El presidente del Gobierno, Pedro Sánchez, se ha desplazado nuevamente este sábado a La Palma, en la que es su quinta visita desde que comenzó la erupción del volcán Cumbre Vieja el pasado 19 de septiembre.

Sánchez viaja para realizar el seguimiento de los efectos causados por la erupción y, como en anteriores ocasiones, se ha reunido con el Comité Director del Pevolca, el órgano encargado de coordinar la respuesta a la emergencia.

Sánchez y el presidente del Gobierno de Canarias, Ángel Víctor Torres, han comparecido tras la reunión con los responsables del Pevolca.

El volcán de La Palma se ha cebado esta semana con el barrio de La Laguna.
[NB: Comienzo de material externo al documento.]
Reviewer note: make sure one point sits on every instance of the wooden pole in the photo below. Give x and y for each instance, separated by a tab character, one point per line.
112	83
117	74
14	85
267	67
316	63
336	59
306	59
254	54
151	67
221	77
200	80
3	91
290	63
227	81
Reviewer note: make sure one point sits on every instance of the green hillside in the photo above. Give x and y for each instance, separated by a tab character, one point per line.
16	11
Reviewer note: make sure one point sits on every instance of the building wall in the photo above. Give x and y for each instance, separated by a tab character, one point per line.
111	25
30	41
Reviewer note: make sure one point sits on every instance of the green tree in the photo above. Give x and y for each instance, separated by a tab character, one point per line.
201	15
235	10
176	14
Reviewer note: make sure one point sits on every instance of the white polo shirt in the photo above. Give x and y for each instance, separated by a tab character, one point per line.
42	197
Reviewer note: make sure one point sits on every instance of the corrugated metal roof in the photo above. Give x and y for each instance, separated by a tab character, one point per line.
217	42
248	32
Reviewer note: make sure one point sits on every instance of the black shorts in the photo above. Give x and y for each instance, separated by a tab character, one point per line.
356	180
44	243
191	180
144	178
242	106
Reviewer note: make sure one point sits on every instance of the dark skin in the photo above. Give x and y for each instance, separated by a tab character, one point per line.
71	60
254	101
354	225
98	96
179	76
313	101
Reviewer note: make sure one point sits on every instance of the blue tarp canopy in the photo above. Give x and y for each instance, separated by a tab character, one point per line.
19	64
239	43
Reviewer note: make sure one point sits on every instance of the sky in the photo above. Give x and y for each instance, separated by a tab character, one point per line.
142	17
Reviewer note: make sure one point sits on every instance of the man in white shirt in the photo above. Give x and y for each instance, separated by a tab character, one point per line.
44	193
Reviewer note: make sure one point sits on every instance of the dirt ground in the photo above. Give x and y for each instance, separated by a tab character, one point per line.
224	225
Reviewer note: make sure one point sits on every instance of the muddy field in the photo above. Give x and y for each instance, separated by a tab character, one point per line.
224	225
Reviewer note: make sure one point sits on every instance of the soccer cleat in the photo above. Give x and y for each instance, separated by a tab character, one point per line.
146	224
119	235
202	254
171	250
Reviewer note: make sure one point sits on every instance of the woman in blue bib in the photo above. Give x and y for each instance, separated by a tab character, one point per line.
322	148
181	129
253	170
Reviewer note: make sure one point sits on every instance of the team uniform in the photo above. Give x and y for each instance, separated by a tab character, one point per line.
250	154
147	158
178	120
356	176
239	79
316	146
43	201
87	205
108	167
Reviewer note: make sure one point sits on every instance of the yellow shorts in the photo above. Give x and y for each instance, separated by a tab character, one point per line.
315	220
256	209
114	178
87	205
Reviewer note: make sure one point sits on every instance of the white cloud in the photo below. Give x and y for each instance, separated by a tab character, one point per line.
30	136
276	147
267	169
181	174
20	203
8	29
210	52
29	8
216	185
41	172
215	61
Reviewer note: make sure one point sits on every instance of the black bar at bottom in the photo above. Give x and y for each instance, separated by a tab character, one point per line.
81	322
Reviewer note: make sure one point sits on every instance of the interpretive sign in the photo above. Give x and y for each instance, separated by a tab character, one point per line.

Después de que durante 48 horas se llevara por delante hasta 128 viviendas, la colada norte parece dar una tregua al quedarse prácticamente paralizada frente a las puertas de la iglesia de San Isidro. El encargado de definir el devenir de las últimas casas que aún se mantienen en pie es un flujo de lava detectado por las cámaras térmicas, que camina por detrás y presenta una «fuerte presión».

El avance de estos restos volcánicos determinará si se regenera el flanco norte para acabar sepultando las viviendas y la empaquetadora de la Cooperativa Volcán de San Juan o si la erupción, al fin, se apiada con los vecinos desalojados siguiendo su curso hacia el mar.